On the other hand, it’s worth mentioning that services such as writing research papers and solving math problems have already existed and are nowhere recent. An example is the Photomath app, which has been around since 2014 and allows students to scan a math problem and get the answers. In the field of humanities, it has been a common practice for a long time to sell academic papers. Educators and admission officers have been cognizant of the existence of these services and have developed methods to identify and take action against such services.

If properly used, these AI systems have the potential to enhance higher education. They indeed write well-structured essays but don’t, and are not anticipated to, entirely replace academic-professional papers. This is because they lack the ability to truly comprehend the meaning behind the words they generate, resulting in shallow and lacking in-depth and insightful responses. They are expected, however, to serve as a new instrument to play with a large amount of textual material. As highlighted by Sam Altman, co-founder of OpenAI, “It’s a mistake to be relying on it for anything important right now. It’s a preview of progress; we have lots of work to do on robustness and truthfulness.”

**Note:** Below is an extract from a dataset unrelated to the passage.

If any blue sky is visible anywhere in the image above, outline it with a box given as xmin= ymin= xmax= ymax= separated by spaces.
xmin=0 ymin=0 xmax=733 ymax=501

The change is now unavoidable, similar to how early humans transitioned from hunter-gatherers to farmers. Rather than acting the victim in front of this rising technology, I believe that the education system should adapt its curriculums to fit the new system. If ChatGPT or any other technologies aid students in plagiarism or other forms of cheating, then teachers should search for ways to break the orthodox homework assignments to reduce the effectiveness of those technologies. Meanwhile, anti-cheating software developers are already working on solutions, and even OpenAI, the company that developed ChatGPT, is researching ways to embed watermarks within the output of ChatGPT to make it easier for anti-plagiarism software to detect potential instances of cheating.        

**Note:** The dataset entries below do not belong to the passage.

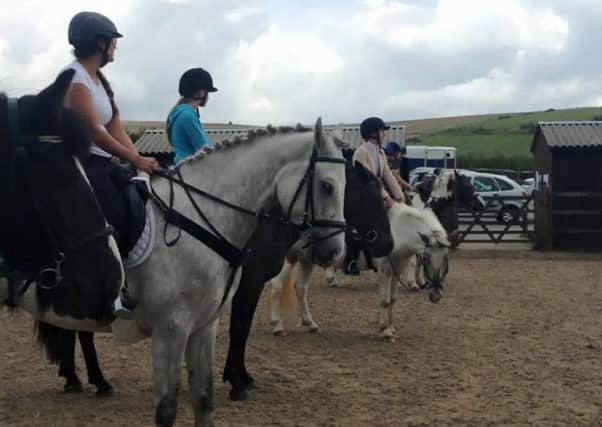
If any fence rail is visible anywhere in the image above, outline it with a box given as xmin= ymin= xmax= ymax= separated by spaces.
xmin=458 ymin=195 xmax=535 ymax=244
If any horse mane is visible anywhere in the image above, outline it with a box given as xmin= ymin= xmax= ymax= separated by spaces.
xmin=391 ymin=203 xmax=447 ymax=236
xmin=171 ymin=124 xmax=313 ymax=168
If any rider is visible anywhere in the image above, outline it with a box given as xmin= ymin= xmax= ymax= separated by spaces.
xmin=65 ymin=12 xmax=159 ymax=317
xmin=385 ymin=141 xmax=414 ymax=191
xmin=344 ymin=117 xmax=405 ymax=275
xmin=166 ymin=68 xmax=217 ymax=164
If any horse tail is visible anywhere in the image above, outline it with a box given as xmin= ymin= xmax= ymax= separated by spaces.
xmin=280 ymin=262 xmax=299 ymax=312
xmin=34 ymin=321 xmax=64 ymax=365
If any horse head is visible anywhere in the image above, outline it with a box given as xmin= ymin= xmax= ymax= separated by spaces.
xmin=418 ymin=215 xmax=451 ymax=303
xmin=0 ymin=70 xmax=124 ymax=317
xmin=276 ymin=118 xmax=345 ymax=265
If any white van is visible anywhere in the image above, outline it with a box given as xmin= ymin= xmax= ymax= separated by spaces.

Edward Tian, a senior computer science student at Princeton University, has made remarkable progress in anti-plagiarism targeting ChatGPT by developing an application called GPTZero. This application, released on January 2, can identify if ChatGPT wrote a text. The motivation behind this development was to fight the increase in AI plagiarism that he saw, as many students were using AI-written assignments as their own. GPTZero uses “perplexity” and “burstiness” as indicators to detect if a bot writes the excerpt. The former measures the complexity of the text, with a higher complexity being more likely to be human-written because it means that the AI is less familiar with it, while the latter measures the length of the sentences, as humans tend to write longer sentences in contrast to the uniform style of AIs. The app isn’t foolproof, but Tian is in the process of improving the model’s accuracy. The significance of GPTZero isn’t whether it can detect a bot; it’s the fact that it demonstrated the factors that separate humans from AI, bringing transparency to AI.